Ainsi, en cas d’infraction réprimée par le chapitre IV de la loi du 29 juillet 1881 sur la liberté de la presse, est d’abord mis en cause le directeur de la publication, puis à défaut, l’auteur du message et enfin, à défaut de l’auteur, le « producteur ».
La Cour de cassation, dans deux arrêts du 16 février 2010, avait interprété cette disposition dans le sens où la personne qui a pris l’initiative de créer un « service de communication au public en ligne en vue d’échanger des opinions sur des thèmes définis à l’avance » peut être poursuivie en sa qualité de producteur, comme auteur principal de l’infraction.

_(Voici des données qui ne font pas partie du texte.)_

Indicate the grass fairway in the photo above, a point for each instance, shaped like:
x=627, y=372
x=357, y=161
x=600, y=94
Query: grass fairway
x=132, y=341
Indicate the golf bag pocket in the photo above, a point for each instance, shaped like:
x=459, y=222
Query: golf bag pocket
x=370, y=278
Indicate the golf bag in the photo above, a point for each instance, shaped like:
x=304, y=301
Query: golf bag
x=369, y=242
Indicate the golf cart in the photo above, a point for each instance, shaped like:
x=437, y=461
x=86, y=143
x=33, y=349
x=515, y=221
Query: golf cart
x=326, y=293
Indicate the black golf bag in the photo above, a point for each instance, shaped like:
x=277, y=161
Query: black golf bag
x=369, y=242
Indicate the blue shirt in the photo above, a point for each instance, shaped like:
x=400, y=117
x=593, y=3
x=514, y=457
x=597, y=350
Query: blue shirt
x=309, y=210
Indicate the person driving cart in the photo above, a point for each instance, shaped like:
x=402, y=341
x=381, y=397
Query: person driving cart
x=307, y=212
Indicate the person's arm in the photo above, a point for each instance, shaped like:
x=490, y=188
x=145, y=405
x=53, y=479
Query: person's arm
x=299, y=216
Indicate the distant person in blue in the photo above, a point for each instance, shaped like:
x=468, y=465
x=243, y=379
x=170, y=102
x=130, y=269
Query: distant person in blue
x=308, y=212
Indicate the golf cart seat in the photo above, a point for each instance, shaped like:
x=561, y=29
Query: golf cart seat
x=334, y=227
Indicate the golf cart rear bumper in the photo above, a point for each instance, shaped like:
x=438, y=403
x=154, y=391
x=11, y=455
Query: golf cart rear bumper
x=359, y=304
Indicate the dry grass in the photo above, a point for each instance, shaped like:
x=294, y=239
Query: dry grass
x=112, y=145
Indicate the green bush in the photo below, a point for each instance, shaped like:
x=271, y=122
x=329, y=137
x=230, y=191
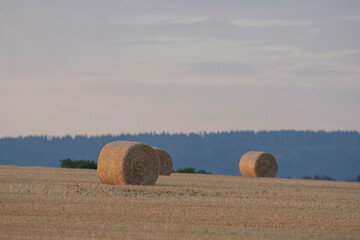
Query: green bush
x=68, y=163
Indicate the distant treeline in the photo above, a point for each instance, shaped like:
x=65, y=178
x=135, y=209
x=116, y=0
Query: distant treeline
x=299, y=153
x=68, y=163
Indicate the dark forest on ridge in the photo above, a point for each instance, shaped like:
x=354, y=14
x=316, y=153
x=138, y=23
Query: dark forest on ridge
x=299, y=153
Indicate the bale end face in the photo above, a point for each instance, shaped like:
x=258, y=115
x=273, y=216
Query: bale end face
x=125, y=162
x=258, y=164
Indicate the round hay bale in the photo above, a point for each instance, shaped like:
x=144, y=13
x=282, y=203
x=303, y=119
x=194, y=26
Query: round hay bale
x=166, y=163
x=124, y=162
x=258, y=164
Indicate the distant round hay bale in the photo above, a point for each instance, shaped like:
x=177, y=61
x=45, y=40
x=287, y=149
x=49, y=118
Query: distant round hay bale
x=166, y=163
x=124, y=162
x=258, y=164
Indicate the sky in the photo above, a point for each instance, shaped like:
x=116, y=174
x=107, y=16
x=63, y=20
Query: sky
x=109, y=67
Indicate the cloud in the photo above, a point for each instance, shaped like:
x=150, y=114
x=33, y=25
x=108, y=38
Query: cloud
x=270, y=23
x=155, y=20
x=219, y=68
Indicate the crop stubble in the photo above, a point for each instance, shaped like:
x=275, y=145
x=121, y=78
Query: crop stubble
x=38, y=202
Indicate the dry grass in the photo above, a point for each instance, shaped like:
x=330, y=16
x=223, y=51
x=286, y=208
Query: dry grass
x=124, y=162
x=258, y=164
x=166, y=163
x=43, y=203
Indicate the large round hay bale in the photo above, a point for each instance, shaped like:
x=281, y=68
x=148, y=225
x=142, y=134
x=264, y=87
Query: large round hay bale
x=166, y=163
x=124, y=162
x=258, y=164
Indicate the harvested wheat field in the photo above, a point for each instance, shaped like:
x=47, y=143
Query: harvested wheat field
x=51, y=203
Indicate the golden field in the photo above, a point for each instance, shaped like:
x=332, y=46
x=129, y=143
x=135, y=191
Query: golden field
x=54, y=203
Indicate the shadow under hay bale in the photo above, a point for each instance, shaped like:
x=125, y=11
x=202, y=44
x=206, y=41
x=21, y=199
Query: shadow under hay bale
x=125, y=162
x=166, y=162
x=258, y=164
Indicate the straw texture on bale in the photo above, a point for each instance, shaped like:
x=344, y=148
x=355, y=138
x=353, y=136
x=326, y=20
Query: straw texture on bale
x=166, y=163
x=125, y=162
x=258, y=164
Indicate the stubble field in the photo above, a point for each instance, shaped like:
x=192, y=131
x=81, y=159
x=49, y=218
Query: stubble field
x=52, y=203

Le requérant soutenait que l’article 93?3 avait ainsi pour effet de créer à l’encontre du producteur une présomption de culpabilité en le rendant responsable de plein droit du contenu des messages diffusés dans un espace de contributions personnelles dont il est « l’animateur », même s’il en ignore le contenu et était, en conséquence, contraire à l’article 9 de la Déclaration des droits de l’homme et du citoyen de 1789.

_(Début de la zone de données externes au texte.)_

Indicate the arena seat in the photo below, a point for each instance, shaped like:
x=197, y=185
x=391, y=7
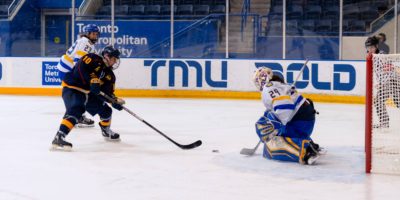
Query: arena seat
x=136, y=10
x=201, y=10
x=184, y=10
x=152, y=10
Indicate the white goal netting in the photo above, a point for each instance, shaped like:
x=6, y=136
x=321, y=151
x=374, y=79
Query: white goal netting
x=386, y=114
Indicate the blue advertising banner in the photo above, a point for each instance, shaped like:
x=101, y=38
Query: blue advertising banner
x=133, y=38
x=50, y=73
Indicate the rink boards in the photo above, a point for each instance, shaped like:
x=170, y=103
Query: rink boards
x=331, y=81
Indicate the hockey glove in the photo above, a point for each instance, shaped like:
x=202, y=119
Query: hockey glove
x=268, y=127
x=95, y=86
x=292, y=90
x=117, y=106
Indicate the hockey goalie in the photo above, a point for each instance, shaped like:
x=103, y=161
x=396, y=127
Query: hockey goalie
x=287, y=124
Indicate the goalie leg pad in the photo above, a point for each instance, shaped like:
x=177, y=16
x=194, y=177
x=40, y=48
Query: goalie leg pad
x=286, y=149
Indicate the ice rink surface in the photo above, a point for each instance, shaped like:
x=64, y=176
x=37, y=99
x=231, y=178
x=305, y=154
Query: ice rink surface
x=144, y=165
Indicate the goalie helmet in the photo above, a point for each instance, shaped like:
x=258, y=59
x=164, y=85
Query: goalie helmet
x=262, y=76
x=371, y=41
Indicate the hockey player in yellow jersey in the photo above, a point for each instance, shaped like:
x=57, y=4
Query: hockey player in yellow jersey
x=81, y=47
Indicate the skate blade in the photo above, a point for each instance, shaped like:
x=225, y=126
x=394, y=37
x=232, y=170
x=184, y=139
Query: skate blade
x=59, y=148
x=84, y=125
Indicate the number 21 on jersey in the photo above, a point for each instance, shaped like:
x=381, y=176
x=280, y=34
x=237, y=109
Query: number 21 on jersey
x=274, y=93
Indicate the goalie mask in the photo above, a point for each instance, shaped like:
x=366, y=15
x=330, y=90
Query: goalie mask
x=262, y=76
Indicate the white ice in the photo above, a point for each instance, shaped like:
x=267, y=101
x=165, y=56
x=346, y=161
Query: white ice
x=144, y=165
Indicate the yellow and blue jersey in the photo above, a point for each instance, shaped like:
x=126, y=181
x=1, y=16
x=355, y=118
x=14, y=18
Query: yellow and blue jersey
x=88, y=69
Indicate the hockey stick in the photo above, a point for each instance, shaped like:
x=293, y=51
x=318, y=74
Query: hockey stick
x=250, y=152
x=188, y=146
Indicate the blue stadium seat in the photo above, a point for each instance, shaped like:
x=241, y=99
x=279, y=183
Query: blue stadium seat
x=184, y=10
x=292, y=27
x=121, y=10
x=206, y=2
x=166, y=9
x=313, y=2
x=369, y=13
x=136, y=10
x=347, y=2
x=328, y=3
x=277, y=2
x=201, y=9
x=324, y=26
x=358, y=25
x=161, y=2
x=140, y=2
x=295, y=12
x=186, y=2
x=351, y=12
x=308, y=25
x=106, y=2
x=3, y=10
x=124, y=2
x=313, y=12
x=331, y=12
x=219, y=2
x=152, y=10
x=335, y=26
x=294, y=2
x=217, y=9
x=382, y=5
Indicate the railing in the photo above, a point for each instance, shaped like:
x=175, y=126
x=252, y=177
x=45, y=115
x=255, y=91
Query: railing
x=166, y=42
x=380, y=21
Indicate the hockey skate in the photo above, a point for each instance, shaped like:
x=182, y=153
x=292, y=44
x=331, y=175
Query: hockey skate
x=108, y=134
x=85, y=122
x=59, y=143
x=311, y=156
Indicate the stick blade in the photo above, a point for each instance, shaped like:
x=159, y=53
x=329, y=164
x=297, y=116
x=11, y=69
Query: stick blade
x=247, y=152
x=191, y=146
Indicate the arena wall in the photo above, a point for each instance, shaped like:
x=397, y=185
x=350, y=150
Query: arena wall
x=326, y=81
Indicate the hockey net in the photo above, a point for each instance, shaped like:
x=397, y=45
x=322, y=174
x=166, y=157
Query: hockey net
x=382, y=139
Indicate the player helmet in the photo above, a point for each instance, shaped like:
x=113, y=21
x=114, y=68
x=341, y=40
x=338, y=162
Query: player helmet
x=112, y=52
x=91, y=28
x=262, y=76
x=371, y=41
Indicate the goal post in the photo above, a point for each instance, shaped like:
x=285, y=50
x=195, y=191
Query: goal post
x=382, y=114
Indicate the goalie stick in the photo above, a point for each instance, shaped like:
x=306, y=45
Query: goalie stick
x=250, y=152
x=182, y=146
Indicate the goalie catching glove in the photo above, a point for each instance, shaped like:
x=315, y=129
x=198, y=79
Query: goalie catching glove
x=268, y=126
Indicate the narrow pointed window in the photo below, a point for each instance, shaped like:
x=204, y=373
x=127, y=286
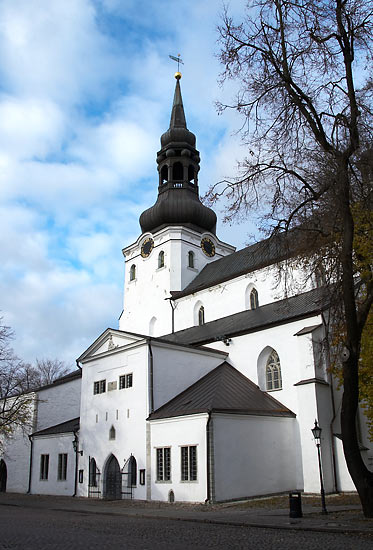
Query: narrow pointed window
x=164, y=174
x=254, y=299
x=177, y=171
x=191, y=174
x=161, y=259
x=273, y=372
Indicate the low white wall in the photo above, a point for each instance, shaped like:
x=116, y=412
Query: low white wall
x=175, y=433
x=53, y=445
x=254, y=455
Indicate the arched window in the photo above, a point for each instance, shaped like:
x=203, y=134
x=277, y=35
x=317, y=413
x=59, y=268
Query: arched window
x=92, y=477
x=132, y=472
x=190, y=259
x=191, y=174
x=164, y=174
x=254, y=299
x=161, y=259
x=201, y=316
x=177, y=171
x=273, y=372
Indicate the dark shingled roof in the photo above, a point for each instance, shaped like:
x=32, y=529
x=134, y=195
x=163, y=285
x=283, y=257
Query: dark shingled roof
x=267, y=252
x=275, y=313
x=224, y=389
x=64, y=427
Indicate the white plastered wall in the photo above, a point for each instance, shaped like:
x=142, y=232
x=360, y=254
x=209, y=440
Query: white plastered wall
x=255, y=455
x=175, y=433
x=53, y=445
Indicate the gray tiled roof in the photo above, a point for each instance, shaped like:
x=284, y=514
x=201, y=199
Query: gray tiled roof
x=297, y=307
x=224, y=389
x=64, y=427
x=251, y=258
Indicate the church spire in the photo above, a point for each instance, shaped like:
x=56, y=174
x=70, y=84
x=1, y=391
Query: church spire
x=178, y=160
x=177, y=114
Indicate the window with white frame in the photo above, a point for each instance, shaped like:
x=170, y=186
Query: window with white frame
x=161, y=259
x=99, y=387
x=273, y=372
x=44, y=466
x=125, y=381
x=189, y=463
x=62, y=467
x=164, y=464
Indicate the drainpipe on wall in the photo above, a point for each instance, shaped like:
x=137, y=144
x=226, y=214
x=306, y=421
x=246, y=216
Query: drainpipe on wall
x=151, y=389
x=30, y=464
x=209, y=472
x=330, y=377
x=173, y=307
x=76, y=465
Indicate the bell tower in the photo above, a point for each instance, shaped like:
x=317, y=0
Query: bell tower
x=178, y=233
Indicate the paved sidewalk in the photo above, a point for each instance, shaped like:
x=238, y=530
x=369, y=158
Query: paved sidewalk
x=346, y=519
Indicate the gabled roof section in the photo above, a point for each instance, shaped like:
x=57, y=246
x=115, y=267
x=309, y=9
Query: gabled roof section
x=108, y=341
x=257, y=256
x=290, y=309
x=70, y=426
x=224, y=390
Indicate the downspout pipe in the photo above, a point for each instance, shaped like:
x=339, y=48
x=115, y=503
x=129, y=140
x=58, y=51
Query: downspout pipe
x=30, y=464
x=333, y=406
x=151, y=378
x=208, y=454
x=76, y=464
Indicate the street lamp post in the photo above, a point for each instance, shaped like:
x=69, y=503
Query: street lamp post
x=316, y=431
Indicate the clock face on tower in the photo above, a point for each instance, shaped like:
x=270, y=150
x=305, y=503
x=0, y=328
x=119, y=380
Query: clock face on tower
x=147, y=247
x=208, y=247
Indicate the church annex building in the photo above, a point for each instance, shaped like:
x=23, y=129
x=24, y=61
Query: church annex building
x=209, y=387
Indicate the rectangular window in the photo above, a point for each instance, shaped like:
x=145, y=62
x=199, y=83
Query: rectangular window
x=62, y=467
x=164, y=464
x=125, y=381
x=99, y=387
x=189, y=463
x=44, y=466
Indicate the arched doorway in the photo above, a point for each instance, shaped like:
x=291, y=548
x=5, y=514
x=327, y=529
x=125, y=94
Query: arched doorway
x=112, y=480
x=3, y=476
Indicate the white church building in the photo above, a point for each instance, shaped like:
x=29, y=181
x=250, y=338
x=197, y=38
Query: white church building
x=210, y=386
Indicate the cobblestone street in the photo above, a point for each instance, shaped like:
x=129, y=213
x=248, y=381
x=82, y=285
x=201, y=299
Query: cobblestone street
x=30, y=528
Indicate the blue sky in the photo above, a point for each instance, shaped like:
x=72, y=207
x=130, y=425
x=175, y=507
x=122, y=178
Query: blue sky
x=85, y=92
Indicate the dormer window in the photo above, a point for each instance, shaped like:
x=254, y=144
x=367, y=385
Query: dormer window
x=161, y=259
x=190, y=259
x=254, y=299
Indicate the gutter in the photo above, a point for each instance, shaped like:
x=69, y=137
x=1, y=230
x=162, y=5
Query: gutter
x=30, y=464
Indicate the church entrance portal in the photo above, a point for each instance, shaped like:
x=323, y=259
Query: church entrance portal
x=112, y=480
x=3, y=476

Dans sa décision, le Conseil constitutionnel estime que le producteur ne peut s’exonérer des sanctions pénales qu’il encourt qu’en désignant l’auteur du message ou en démontrant que la responsabilité pénale du directeur de la publication est encourue et que cette responsabilité l’expose à des peines privatives ou restrictives de droits et affecte l’exercice de la liberté d’expression et de communication protégée par l’article 11 de la Déclaration de 1789.
Par conséquent, l’article 93?3 est assorti d’une réserve d’interprétation, selon laquelle « le créateur ou l’animateur d’un site de communication au public en ligne mettant à la disposition du public des messages adressés par des internautes » ne peut voir sa responsabilité pénale engagée en qualité de producteur « à raison du seul contenu d’un message dont il n’avait pas connaissance avant la mise en ligne ».
Cette décision pourrait donc signifier que l’éditeur d’un site internet comprenant un espace de contributions personnelles et ayant mis en place un système de modération a priori peut voir sa responsabilité pénale engagée à raison des messages qui y sont publiés, sauf à désigner l’auteur du message ou en démontrant que le directeur de la publication est responsable.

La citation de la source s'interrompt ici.